Geschmackfrage oder Beitrag zur Klimaentwicklung? Wie viel und welches Grün verträgt Halberstadt?

Von Sabine Scholz 30.09.2019, 01:01

Halberstadt l Braucht die Stadt andere Grünflächen? Ulrich Kasten ist davon überzeugt. „Die Wetterextreme nehmen zu, wenig Regen, höhere Temperaturen und viel Sonne sind begrenzende Faktoren, die man stärker bei der Grünflächengestaltung beachten sollte“, sagt der Naturliebhaber, der sich im Kreisverband Harz des Bundes für Umwelt und Naturschutz Deutschland (BUND) engagiert.
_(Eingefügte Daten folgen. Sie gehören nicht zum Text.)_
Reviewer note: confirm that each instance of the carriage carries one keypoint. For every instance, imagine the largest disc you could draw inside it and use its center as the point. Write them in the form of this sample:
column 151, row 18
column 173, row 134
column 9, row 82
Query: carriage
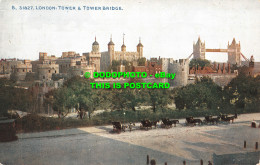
column 226, row 118
column 118, row 127
column 148, row 124
column 191, row 121
column 211, row 119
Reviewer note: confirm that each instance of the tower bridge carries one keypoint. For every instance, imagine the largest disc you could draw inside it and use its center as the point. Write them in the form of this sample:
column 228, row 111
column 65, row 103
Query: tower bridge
column 233, row 50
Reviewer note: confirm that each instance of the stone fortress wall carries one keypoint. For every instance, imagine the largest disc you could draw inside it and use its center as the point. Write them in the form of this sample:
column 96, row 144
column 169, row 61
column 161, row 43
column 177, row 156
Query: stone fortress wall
column 179, row 67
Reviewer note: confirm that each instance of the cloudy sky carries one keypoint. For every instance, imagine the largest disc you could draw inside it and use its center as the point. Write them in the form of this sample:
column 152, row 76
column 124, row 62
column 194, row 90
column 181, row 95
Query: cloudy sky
column 167, row 28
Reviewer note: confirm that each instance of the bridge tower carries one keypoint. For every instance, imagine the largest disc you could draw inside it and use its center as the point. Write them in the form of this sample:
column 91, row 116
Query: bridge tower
column 199, row 50
column 234, row 56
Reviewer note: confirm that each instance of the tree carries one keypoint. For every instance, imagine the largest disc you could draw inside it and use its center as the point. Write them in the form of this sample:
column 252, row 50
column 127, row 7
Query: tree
column 14, row 97
column 141, row 61
column 243, row 90
column 200, row 62
column 157, row 97
column 203, row 93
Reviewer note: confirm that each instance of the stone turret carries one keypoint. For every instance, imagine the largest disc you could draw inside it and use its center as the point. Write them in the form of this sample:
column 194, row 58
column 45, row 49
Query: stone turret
column 234, row 56
column 199, row 50
column 180, row 68
column 140, row 48
column 95, row 46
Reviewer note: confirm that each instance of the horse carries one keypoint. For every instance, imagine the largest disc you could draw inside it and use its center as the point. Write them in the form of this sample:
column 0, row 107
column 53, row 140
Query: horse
column 167, row 122
column 130, row 126
column 154, row 123
column 146, row 123
column 216, row 119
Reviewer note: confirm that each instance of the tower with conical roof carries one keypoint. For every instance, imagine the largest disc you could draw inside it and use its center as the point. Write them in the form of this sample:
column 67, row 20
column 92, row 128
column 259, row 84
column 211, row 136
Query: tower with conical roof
column 123, row 47
column 95, row 46
column 111, row 50
column 93, row 57
column 234, row 56
column 140, row 48
column 199, row 50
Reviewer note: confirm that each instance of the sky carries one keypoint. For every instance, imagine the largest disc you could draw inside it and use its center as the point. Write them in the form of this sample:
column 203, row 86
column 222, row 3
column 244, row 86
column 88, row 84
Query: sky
column 167, row 28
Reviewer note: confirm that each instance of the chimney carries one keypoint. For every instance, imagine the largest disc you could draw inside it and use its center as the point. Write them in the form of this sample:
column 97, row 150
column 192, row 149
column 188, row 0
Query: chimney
column 219, row 69
column 229, row 71
column 224, row 69
column 215, row 66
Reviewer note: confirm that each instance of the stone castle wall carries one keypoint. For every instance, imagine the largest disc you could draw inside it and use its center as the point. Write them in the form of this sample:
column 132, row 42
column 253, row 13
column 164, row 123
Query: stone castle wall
column 180, row 68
Dass die zwei zurückliegenden Sommer extrem trocken waren, werde wohl niemand leugnen, so Kasten. „Dass wir das nicht bei der Trinkwasserversorgung gemerkt haben, ist dem Talsperrensystem im Harz zu verdanken. Aber auf Dauer sollte sich jeder überlegen, ob man wertvolles Trinkwasser zum Beispiel zur Rasenpflege einsetzt. Denn Rasen verhindert auch, dass Wasser in tiefere Bodenschichten gelangt“, sagt Kasten. Das Gras nehme bei Regen rund 70 Prozent des Wassers auf, nur knapp ein Drittel dringe in tiefere Schichten vor. Dort fehle das Wasser, bis in zwei Meter Tiefe sei der Boden trocken, das spüren auch mehr und mehr die Landwirte. „Das Grundwasserstockwerk ist in den vergangenen 40 Jahren um einen Meter gefallen“, so Kasten.
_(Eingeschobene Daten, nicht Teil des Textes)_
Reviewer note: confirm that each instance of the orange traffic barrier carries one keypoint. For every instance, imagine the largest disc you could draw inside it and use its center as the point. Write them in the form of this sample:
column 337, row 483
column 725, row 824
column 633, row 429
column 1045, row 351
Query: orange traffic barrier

Ähnlich wie beim Waldumbau, wo die Fichten mehr und mehr durch Laubgehölze ersetzt werden, um einen widerstandsfähigeren Mischwald zu erlangen, sollte man auch bei der Grünflächengestaltung auf neue Varianten setzen. Für den BUND-Mann sind das Blühwiesen. „Blumenwiesen sind mehrjährige Lebensräume für Insekten und Pflanzen, wenn man denn dem jeweiligen Standort angepasstes Saatgut verwendet. Ein großer Vorteil ist auch, dass die Flächen weniger Pflege brauchen. Je magerer der Boden, desto weniger“, sagt Kasten, und auch bei satteren Böden würden ein bis zwei Schnitte im Jahr reichen.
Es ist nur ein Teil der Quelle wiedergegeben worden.